2005 yılında, 50 cm. x 70 cm. boyuta dört renkli baskı yapabilen bir makinayı 400 bin Euro borçlanarak, leasing'le satın alan bir başka matbaacı arkadaşımız ise, sözümüzün başında belirttiğimiz endişeleri hala taşıyordu. Yeni makinası geldiğinde, İzmir'de bu makinaya sahip bir kaç matbaacıdan biriydi. İki yıl içinde bu sayı 50'lere kadar çıkmıştı. Makinesinin borcunun bitmesine bir kaç ay kalmıştı ama iki yıllık süreçte pek çok elemanını işten çıkartmak zorunda kalmış, ciddi sıkıntılar yaşamıştı. Deneyimi vardı, işi çok kaliteli basıyordu, ama fiyat rekabeti karşısında o da şaşkınlık içindeydi. Sayısı hızla artan makinalar, meslektaşları arasında "bindikleri dalı kesen" bir rekabete yol açmıştı. Çoğu kez, "Bu iş bu fiyata nasıl basılır, kağıdı bile daha fazla tutar?" sözlerini duyuyorduk ağzından.
Teknolojideki hızlı değişime en iyi ayak uyduran sektörlerden bir tanesi matbaacılık sektörü. Küçük pedallı bir makinayla kartvizit, davetiye basarak işe başlayan matbaalar, bir bakıyorsunuz 10 yıllık bir süreçte 4 - 5 renkli makinalarını alıvermişler "bir şekilde"...
"Bir şekilde" diyorum, çünkü çoğu matbaanın, ne kent ekonomisine ne de kişisel donanımına bakmadan yaptığı plansız yatırımlar aslında sektöre ciddi darbe vuruyor.
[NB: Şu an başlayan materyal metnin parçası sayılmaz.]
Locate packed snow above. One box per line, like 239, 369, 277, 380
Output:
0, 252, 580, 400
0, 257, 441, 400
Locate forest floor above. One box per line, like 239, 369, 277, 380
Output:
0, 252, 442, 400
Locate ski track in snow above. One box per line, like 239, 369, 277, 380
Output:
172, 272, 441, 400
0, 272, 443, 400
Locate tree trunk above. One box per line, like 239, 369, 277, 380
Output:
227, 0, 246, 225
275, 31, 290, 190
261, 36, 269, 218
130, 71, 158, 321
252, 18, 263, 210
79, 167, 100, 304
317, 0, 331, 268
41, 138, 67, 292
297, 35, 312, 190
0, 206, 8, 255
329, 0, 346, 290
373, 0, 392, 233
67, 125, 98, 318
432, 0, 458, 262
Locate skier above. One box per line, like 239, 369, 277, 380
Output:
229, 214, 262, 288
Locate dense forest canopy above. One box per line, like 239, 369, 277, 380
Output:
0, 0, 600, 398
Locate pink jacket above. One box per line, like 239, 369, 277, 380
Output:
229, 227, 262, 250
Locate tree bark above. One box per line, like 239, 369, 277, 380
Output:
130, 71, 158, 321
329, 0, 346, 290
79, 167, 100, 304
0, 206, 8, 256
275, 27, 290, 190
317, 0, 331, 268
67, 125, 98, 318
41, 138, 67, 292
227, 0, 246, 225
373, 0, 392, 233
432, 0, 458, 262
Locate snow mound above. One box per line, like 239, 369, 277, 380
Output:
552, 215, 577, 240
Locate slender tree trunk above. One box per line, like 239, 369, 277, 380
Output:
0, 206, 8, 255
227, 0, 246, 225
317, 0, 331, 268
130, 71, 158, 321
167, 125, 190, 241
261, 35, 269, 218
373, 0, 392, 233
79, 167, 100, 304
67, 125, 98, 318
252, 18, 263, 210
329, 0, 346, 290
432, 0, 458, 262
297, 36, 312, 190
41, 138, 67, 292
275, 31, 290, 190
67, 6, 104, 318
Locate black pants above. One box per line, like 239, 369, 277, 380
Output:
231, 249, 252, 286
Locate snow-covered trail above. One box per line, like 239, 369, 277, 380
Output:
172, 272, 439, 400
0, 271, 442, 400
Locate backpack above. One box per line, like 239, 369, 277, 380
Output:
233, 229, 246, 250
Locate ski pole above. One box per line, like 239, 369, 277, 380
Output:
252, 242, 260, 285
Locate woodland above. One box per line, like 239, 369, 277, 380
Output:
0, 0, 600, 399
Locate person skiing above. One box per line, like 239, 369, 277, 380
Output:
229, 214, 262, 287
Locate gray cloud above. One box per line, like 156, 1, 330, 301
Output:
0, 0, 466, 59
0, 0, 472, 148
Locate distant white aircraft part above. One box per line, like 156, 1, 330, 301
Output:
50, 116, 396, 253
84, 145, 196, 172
Binlerce dolarlık yatırım yaparak teknolojiye ayak uyduran matbaalar, bir süre sonra maliyetleri çıkarabilmek için emeğinin çok çok altında fiyatlara iş basmak zorunda kalıyorlar. İzmir'de, İstanbul piyasasından farklı olarak, "önce fiyat" ilkesi geçerli olduğu için de, en düşük fiyatı verebilen matbaa iş yapabiliyor. İş yapamayanlarsa ya ortak alıyorlar işletmelerine ya da devrediyorlar işlerini.
Görüşlerini bizimle paylaşan İzmir Matbaacılar Odası'ndan bir yetkili, "İstanbul'da kimse emeğini ucuza satmıyor. Küçük matbaalar bile daha profesyonel, kurumsallaşma yolunda ilerliyorlar. Oysa İzmir'de işler sektör adına tatsız boyutlarda. Denizli ve Kayseri bile İzmir'den daha hareketli. Elektrik, su faturasını ödemek için iş basan matbaalarımız var. Yatırımı yapıyoruz ama işi kendimiz basıyoruz, çünkü istihdam yaratacak iş yok. Böyle bir çelişki var İzmir'de" diyor.
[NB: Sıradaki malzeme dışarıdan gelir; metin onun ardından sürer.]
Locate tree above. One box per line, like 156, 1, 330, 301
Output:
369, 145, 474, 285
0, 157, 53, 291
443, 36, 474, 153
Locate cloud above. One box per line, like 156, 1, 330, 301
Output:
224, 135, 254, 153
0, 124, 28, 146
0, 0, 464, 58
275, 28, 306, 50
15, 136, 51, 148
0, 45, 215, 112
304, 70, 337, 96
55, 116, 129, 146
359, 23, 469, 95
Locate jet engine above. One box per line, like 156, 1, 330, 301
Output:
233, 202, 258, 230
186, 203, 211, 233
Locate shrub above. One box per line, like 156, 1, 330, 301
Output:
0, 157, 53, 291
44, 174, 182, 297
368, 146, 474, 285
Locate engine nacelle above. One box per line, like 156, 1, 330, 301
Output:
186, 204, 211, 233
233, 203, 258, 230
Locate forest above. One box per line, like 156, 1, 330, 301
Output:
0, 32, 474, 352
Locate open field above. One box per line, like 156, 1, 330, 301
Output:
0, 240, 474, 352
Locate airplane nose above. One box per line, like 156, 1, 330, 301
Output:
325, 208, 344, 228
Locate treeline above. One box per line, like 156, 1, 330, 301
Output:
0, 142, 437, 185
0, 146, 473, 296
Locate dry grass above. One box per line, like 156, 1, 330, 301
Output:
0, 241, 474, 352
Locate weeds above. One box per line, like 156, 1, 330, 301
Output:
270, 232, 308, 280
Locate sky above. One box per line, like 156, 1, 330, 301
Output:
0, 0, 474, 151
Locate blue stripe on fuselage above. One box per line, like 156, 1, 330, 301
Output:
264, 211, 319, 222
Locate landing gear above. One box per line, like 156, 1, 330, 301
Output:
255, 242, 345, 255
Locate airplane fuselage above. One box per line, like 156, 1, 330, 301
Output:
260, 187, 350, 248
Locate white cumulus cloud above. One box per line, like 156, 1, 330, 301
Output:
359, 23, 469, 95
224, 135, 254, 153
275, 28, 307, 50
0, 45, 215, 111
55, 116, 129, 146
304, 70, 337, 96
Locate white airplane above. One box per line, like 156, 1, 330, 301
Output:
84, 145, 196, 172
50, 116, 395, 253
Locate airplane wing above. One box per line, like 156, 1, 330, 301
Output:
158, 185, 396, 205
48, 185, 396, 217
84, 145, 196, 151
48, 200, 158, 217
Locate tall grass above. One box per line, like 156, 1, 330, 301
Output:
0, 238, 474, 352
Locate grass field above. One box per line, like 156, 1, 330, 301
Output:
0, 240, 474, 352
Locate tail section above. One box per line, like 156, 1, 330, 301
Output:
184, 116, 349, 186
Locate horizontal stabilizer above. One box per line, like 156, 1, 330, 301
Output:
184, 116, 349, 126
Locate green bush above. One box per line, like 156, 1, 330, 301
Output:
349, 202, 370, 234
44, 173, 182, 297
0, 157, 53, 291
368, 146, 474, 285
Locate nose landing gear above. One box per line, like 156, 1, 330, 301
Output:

Bugün İzmir'de Matbaacılar Odası'na kayıtlı 892 matbaacı bulunuyor. Ama bunların hepsine matbaacı demek tam olarak doğru değil. Çünkü içlerinde makina parkı olmadığı halde kendisine "ajans" diyen komisyonculardan serigraficilere, pantografçılardan tabelacıya kadar "matbaa" kelimesi altında sektöre hizmet veren bir sürü küçük işletme var. Aktif olarak matbaacılık yapanların sayısının 350 olduğu tahmin ediliyor.
Yetkililer sektörde işssizliğin arttığını, koşulların kötüleştiğini dile getiriyor. "Bir kaç yıl önce iş aramaya gelen ustalar 600-700 YTL. maaşa burun kıvırırlarken, bugün asgari ücrete çalışmaya razı bir sürü insan var" diyor.
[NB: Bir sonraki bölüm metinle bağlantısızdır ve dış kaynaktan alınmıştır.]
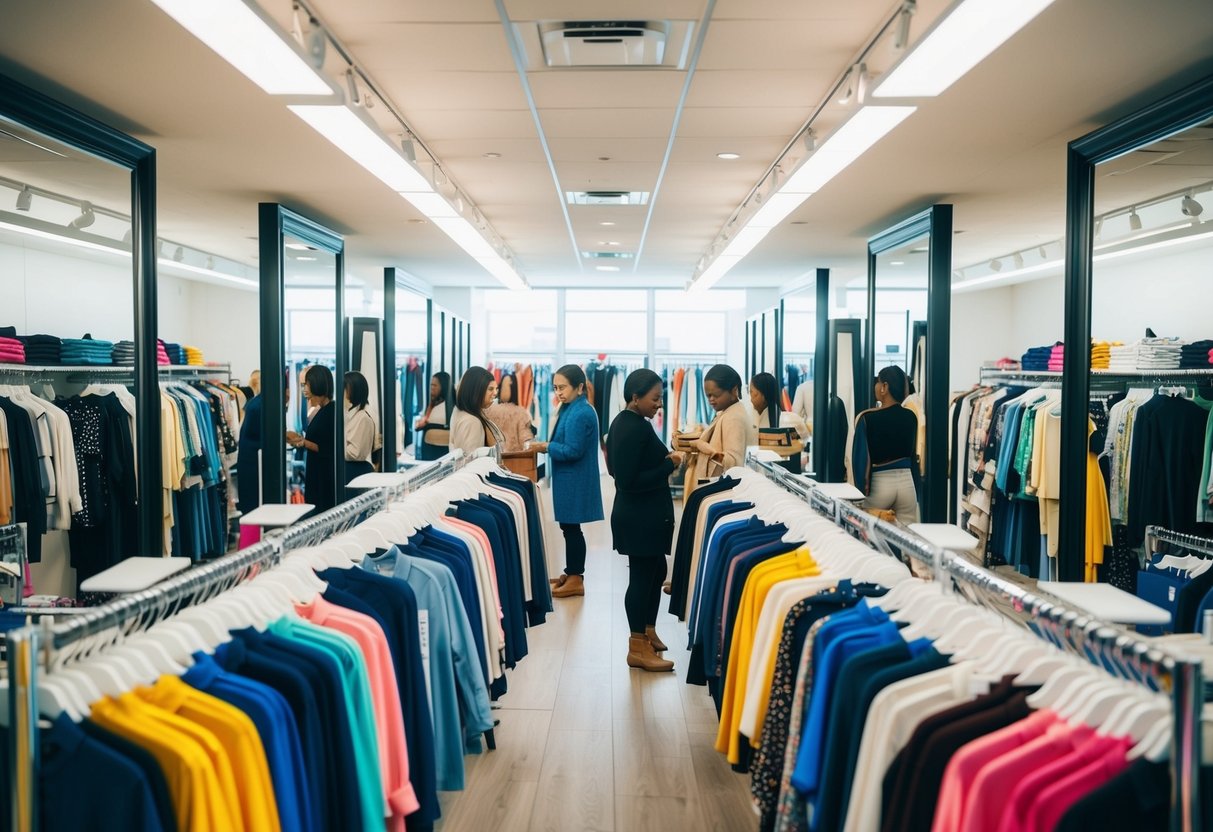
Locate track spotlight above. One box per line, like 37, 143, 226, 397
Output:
893, 0, 918, 50
68, 203, 97, 230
Promosyon mevsimi kavramı ortadan kalkıyor, fotoğrafçılar kartvizit, takvim yapmaya soyunuyor, "tabela" ajanslar yatırım yapmayıp iş takipçiliğine yöneliyor. Tasarımsa çoğu kez, kimsenin umurunda değil... Tuzu kuru olan matbaa sahipleri fiyatlarından taviz vermiyor belki, ama sektörün gelişimi adına da bir şey yaptıklarını kimse duymuyor. Elemana yatırım yapılmıyor, İzmir'de sektör yetkililerin ne bir seminer yaptığını duyuyoruz ne de eğitim verdiğini. Belki arada bir, bir dayanışma yemeği. Zaten küçük işletmecinin makinasının başından ayrılıp da bu seminerlere gitmek gibi bir lüksü de olmuyor çoğu kez.
İzmir'de çelişkilere karşın, yatırım yaparak boyutunu büyüten matbaa sayısı her geçen gün artıyor. Teknolojiye ayak uyduran ama çelişkiler içinde karanlıkta yolunu bulmaya çalışan bir sektör haline geliyor matbaacılık.
Bakalım kültürleri aydınlığa çıkaran sektör, bu kentte aydınlığa çıkacak yolu nasıl bulacak?